Женщины-зрительницы шумно прокричали что-то в ответ и захлопали в ладоши. Чувствовалось по возгласам, что они одобряли Кумри за ее смелость, за вызов старым обычаям, за то, что она не ударила лицом в грязь в соревновании с испытанными молодцами.
— Чья? Чья? Откуда? — кричал народ.
— Чья? Наша, советская, — ответил глашатай. — А родом она избаскентская. У них ребенок еще во чреве матери, а уже с кетменем играет. Верно я говорю? Избаскентцев никто не обгонял в землекопке.
— Андижанцы всегда обгоняли! — вызывающе крикнул кто-то сидящий на дереве, и его многие поддержали.
— В чем? — как бы ничего не зная, переспросил глашатай. — Первый раз вижу, чтобы андижанцы на деревьях пели. А в землекопке, — он взглянул на листик бумаги в руках, — сегодня мы почему-то не чувствуем андижанцев. Может, они копали где-то в другом месте, не на канале? Не знаю.
Второй танец изображал героический труд освобожденной революцией девушки: как она, порвав оковы старого, сбросив паранджу, смело начала жизнь, увлекающую ее геройскими подвигами.

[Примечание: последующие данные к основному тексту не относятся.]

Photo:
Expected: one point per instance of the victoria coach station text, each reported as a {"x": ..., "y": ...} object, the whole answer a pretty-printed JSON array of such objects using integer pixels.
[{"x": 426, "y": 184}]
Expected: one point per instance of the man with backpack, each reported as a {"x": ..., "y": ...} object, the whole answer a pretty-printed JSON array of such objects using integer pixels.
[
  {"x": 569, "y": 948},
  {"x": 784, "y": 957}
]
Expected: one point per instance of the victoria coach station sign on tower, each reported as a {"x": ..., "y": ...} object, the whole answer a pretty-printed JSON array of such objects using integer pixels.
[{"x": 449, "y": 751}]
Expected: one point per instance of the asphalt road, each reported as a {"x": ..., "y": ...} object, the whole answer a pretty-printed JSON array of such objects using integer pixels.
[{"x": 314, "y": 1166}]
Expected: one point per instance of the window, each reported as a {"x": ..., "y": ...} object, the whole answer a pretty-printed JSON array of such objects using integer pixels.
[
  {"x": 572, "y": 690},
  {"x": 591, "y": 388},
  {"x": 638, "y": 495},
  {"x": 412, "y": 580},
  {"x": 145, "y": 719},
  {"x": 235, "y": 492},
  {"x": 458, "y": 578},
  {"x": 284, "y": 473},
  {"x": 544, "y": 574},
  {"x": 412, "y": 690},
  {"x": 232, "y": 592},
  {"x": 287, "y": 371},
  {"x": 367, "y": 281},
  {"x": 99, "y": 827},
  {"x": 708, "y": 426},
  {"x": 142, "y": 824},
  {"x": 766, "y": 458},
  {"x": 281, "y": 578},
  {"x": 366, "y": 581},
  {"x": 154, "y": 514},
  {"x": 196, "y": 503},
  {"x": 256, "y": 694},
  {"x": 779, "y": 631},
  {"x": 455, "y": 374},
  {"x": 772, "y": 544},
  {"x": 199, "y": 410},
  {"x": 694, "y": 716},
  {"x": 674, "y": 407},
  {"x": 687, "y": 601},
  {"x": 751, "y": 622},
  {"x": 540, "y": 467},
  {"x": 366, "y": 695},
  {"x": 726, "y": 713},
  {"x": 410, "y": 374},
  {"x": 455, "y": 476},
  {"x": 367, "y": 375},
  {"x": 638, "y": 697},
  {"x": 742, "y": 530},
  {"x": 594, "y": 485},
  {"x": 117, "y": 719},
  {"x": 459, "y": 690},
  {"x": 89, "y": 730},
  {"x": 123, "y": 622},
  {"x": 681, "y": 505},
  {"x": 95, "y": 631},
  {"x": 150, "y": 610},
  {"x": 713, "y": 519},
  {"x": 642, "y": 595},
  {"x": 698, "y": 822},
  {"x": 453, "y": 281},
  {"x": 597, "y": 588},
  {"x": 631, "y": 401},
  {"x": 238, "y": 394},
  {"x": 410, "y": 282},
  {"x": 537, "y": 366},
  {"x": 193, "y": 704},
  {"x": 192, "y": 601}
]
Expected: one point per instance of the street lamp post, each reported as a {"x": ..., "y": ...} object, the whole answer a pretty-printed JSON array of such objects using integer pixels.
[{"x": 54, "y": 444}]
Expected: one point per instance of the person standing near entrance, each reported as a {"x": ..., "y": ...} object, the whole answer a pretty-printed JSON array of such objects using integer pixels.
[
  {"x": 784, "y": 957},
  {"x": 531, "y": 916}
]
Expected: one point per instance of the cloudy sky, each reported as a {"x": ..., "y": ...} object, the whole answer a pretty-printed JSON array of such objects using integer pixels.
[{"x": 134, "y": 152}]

Танец был очень выразителен, очень красноречив, но выразительнее и красноречивее движений красивой танцовщицы, обладавшей отличной мимикой, был звук дойры.
Ольга никогда не могла себе представить, чтобы обычный бубен обладал такой разнообразной речью, мог угрожать, уговаривать, хвалить и воспевать, и все это только посредством громких и тихих, глухих и четких ударов пальцами по натянутой коже.
Дойра звала, кричала, вела за собой в темпах бурного марша и пела тихо, по-детски, как вода ручья, как насекомое, как шелест воды, как утренний ветер.
— Хочу в Испанию, — сказал Хозе. — Ольга, я хочу в Испанию.